La fatalité voulut que personne n’entendît M. Lacheneur. Questionné sur le sens de sa phrase, il eût sans doute laissé deviner quelque chose des projets dont le germe existait déjà dans son esprit… Et alors, que de catastrophes évitées !…

Cependant M. d’Escorval reprenait peu à peu son sang-froid.

— Maintenant, mon cher ami, demanda-t-il, quelle conduite vous proposez-vous de tenir avec les messieurs de Sairmeuse ?

— Ils n’entendront plus parler de moi… d’ici quelque temps du moins.

— Quoi !… vous ne réclamerez pas les dix mille francs qu’ils vous doivent ?…

— Je ne demanderai rien…

— Il le faut pourtant, malheureux.

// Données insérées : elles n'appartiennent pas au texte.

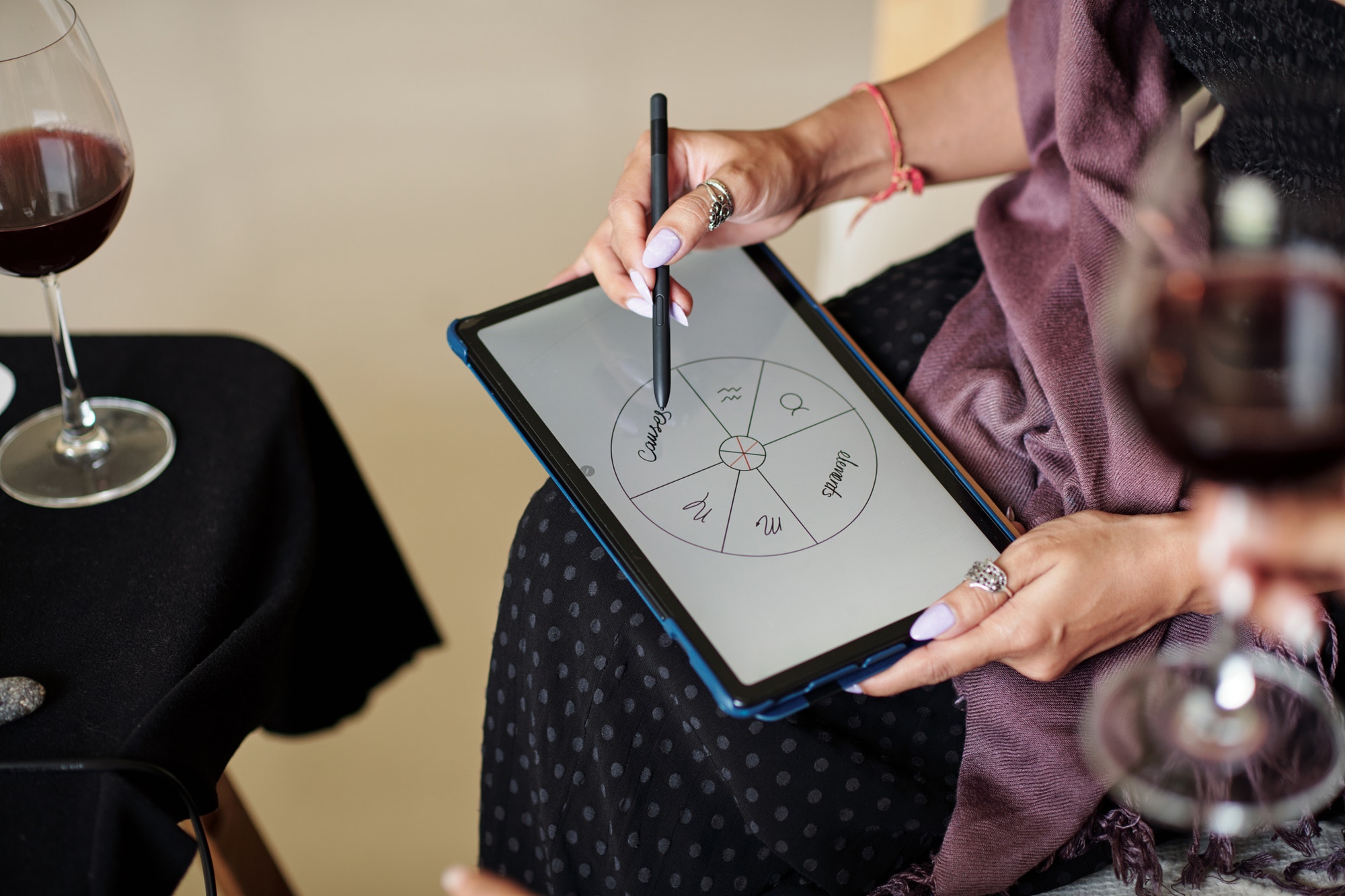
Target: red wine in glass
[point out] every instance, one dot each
(65, 177)
(61, 196)
(1241, 373)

Puisque vous avez parlé du legs de dix mille francs de votre marraine, votre honneur exige que vous en poursuiviez par tous les moyens légaux la restitution… Il y a encore des juges en France…

M. Lacheneur hocha la tête.

— Les juges, fit-il, ne m’accorderaient pas la justice que je veux ; je ne m’adresserai pas à eux…

— Cependant…

— Non, monsieur, non, je ne veux plus avoir rien de commun avec ces nobles de malheur. Je n’enverrai même pas chercher à leur château mes hardes et celles de ma fille. S’ils me les renvoient… bien. S’il leur plait de les garder, tant mieux ! Plus leur conduite à mon égard sera honteuse, infâme, odieuse, plus je serai satisfait…

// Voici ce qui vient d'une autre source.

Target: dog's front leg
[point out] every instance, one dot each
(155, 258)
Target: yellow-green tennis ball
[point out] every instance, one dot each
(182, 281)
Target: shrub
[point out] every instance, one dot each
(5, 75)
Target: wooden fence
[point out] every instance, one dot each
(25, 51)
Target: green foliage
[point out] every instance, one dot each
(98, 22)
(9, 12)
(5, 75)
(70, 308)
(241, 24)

Le baron ne répliqua pas, mais sa femme prit la parole, ayant, croyait-elle, un moyen sûr de vaincre cette incompréhensible obstination.

— Je comprendrais votre résolution, monsieur, dit-elle, si vous étiez seul au monde, mais vous avez des enfants…

— Mon fils a dix-huit ans, madame, une bonne santé et de l’éducation… il se tirera d’affaire tout seul à Paris, à moins qu’il ne préfère ici me seconder.

— Mais votre fille ?…

— Marie-Anne restera près de moi.

M. d’Escorval crut devoir intervenir.

— Prenez garde, mon cher ami, dit-il, que la douleur ne vous égare. Réfléchissez… Que deviendrez-vous, votre fille et vous ?…

Le pauvre dépossédé eut un sourire navrant.

— Oh !… répondit-il, nous ne sommes pas aussi dénués que je l’ai dit, j’ai exagéré. Nous sommes propriétaires encore. L’an dernier, une vieille cousine à moi, que je n’avais jamais pu déterminer à venir habiter Sairmeuse, est morte en nommant Marie-Anne héritière de tout son bien… Tout son bien, c’était une méchante masure tout en haut de la lande de la Rèche, avec un petit jardin devant et quelques perches de mauvais terrain. Cette masure, je l’ai fait réparer sur les prières de ma fille, et j’y ai fait même porter quelques meubles, deux mauvais lits, une table, quelques chaises… Ma fille comptait y établir gratis, en manière de retraite, le père Grivat et sa femme… Et moi, du sein de mon opulence, je disais : « Mais ils seront supérieurement là dedans, ces deux vieux, ils vivront comme des coqs en pâte !… » Eh bien ! ce que je jugeais si bon pour les autres, sera bon pour moi… Je cultiverai des légumes et Marie-Anne ira les vendre…

Parlait-il sérieusement ?

Maurice le crut, car il s’avança brusquement au milieu du salon.

— Cela ne sera pas, monsieur Lacheneur, s’écria-t-il.

— Oh !…

— Non, cela ne sera pas, parce que j’aime Marie-Anne et que je vous la demande pour femme.